The histopathological features—trabecular and pseudoglandular architecture, polygonal cells with moderate cytoplasm, hyperchromatic nuclei with prominent nucleoli, Mallory-Denk bodies, and positive glypican-3 with negative CK7/CK20—confirm recurrent hepatocellular carcinoma in this post-hepatectomy patient. 1

Pathological Confirmation

The microscopic and immunohistochemical findings are diagnostic for HCC based on established criteria:

• Architectural features: Trabecular pattern (>2 cells broad), pseudoglandular arrangement, and sinusoidal lining are classic histological hallmarks of HCC 1
• Cytological features: Polygonal tumor cells with moderate cytoplasm, moderately pleomorphic hyperchromatic nuclei, and prominent eosinophilic nucleoli support HCC diagnosis 1
• Diagnostic inclusions: Mallory-Denk bodies and intranuclear pseudoinclusions are characteristic features of hepatocellular differentiation 1
• Immunohistochemistry: Glypican-3 positivity is part of the validated diagnostic panel (glypican-3, glutamine synthetase, HSP70) with 100% specificity for HCC when 2/3 markers are positive 1
• Exclusion of cholangiocarcinoma: Negative CK7 and CK20 effectively rule out intrahepatic cholangiocarcinoma and combined HCC-CC, which is critical since these require different therapeutic approaches 1

The absence of macrotrabecular pattern is favorable, as this subtype is associated with poor prognosis 1.

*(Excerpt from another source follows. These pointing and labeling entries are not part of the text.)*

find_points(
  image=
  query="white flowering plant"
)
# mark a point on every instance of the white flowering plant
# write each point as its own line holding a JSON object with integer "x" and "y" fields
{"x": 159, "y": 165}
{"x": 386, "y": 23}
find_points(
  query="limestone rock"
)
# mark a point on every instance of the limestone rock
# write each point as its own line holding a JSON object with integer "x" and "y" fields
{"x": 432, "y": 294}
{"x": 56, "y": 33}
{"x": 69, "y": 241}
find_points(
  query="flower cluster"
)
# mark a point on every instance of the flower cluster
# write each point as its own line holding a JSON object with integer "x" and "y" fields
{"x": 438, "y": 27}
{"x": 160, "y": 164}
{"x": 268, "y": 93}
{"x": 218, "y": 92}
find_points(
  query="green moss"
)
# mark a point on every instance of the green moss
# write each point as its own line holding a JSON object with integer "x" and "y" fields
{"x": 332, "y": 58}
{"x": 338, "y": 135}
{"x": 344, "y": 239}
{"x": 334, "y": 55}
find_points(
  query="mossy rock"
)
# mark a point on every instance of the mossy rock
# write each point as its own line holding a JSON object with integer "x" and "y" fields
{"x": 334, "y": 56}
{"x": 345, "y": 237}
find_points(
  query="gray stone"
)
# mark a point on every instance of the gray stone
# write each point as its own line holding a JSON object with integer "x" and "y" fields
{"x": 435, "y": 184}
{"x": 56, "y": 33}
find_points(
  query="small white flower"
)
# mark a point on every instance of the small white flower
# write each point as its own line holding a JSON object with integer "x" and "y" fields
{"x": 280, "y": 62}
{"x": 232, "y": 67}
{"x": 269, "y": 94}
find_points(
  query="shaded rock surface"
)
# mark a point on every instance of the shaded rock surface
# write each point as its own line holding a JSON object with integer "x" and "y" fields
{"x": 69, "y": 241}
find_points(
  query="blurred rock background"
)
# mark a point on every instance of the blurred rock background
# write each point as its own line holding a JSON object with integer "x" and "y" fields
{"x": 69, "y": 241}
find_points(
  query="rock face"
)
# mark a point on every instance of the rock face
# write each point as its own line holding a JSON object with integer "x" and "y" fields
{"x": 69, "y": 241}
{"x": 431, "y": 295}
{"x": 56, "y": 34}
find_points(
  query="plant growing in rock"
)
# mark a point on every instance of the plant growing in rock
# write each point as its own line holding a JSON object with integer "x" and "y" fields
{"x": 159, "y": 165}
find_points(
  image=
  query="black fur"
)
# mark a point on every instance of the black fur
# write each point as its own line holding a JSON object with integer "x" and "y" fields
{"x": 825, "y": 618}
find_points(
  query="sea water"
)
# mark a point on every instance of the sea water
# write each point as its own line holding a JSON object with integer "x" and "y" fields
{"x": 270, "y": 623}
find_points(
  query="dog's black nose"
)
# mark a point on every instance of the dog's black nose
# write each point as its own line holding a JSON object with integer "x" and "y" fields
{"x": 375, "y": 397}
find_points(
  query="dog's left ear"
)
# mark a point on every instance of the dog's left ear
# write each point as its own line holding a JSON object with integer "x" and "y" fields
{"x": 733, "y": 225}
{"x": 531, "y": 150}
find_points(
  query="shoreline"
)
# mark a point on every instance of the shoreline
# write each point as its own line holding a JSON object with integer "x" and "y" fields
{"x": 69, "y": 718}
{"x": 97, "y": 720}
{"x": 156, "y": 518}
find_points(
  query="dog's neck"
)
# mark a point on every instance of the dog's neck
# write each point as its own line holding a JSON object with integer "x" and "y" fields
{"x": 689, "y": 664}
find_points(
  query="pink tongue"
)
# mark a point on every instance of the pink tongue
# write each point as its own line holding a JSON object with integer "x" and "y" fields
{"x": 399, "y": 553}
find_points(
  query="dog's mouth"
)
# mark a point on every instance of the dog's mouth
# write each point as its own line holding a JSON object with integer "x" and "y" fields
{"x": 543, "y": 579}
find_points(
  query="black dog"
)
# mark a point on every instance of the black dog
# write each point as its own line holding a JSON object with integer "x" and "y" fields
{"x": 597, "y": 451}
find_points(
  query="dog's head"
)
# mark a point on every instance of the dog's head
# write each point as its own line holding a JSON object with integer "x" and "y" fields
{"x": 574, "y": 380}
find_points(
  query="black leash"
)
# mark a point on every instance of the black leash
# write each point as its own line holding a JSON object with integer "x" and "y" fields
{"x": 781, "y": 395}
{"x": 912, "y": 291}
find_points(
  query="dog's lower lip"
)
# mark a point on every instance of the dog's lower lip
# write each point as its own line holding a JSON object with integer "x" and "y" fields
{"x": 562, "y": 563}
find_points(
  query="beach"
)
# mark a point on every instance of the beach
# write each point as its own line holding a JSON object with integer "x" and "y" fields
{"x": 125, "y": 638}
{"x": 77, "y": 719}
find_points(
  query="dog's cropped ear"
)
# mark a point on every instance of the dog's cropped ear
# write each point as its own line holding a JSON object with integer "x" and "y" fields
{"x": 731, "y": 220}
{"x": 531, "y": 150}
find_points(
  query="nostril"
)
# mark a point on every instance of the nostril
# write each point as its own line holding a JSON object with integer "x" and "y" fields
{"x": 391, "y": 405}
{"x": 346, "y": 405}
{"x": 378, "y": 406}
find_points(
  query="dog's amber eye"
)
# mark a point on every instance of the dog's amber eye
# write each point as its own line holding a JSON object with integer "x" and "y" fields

Staging and Risk Assessment

Comprehensive staging must be performed immediately to determine treatment eligibility and prognosis:

• Imaging for tumor extent: Multiphasic contrast-enhanced CT or MRI of the chest, abdomen, and pelvis to assess number/size of nodules, vascular invasion, and extrahepatic spread 1
• Liver function assessment: Child-Pugh score (bilirubin, albumin, ascites, prothrombin time, encephalopathy) and ALBI score to stratify prognosis within Child-Pugh A patients 1
• Portal hypertension evaluation: Endoscopy for esophagogastric varices and platelet count (<100 × 10⁹/L suggests clinically significant portal hypertension) 1
• Serum AFP level: Prognostic marker, though not diagnostic 1
• Performance status: ECOG score to determine treatment tolerance 1

Management Algorithm

For Resectable Recurrence (Child-Pugh A, No Portal Hypertension):

Surgical re-resection is the preferred curative option if technically feasible with adequate future liver remnant and no extrahepatic disease. 1

• Carefully selected Child-Pugh A patients without portal hypertension are candidates for repeat hepatectomy 1
• Liver transplantation may be considered if within Milan criteria (single lesion ≤5 cm or up to 3 lesions ≤3 cm each) with 5-year survival of 70-80% 2

For Unresectable Recurrence:

First-line systemic therapy with lenvatinib is indicated for unresectable HCC:

• Lenvatinib dosing: 12 mg orally once daily for patients ≥60 kg or 8 mg once daily for patients <60 kg, continued until disease progression or unacceptable toxicity 3
• Alternative first-line option: Atezolizumab plus bevacizumab (immune checkpoint inhibitor-based therapy) 4, 5

For Intermediate-Stage Disease (Preserved Liver Function):

Locoregional therapies are appropriate:

• Transarterial chemoembolization (TACE) for patients with Child-Pugh A/B liver function and no vascular invasion or extrahepatic spread 2, 5
• Radiofrequency ablation for small lesions (<3 cm) not amenable to surgery 6, 5

Critical Management Considerations

Multidisciplinary tumor board review is mandatory to integrate tumor burden, liver function, performance status, and available expertise into treatment decisions 1, 4, 5.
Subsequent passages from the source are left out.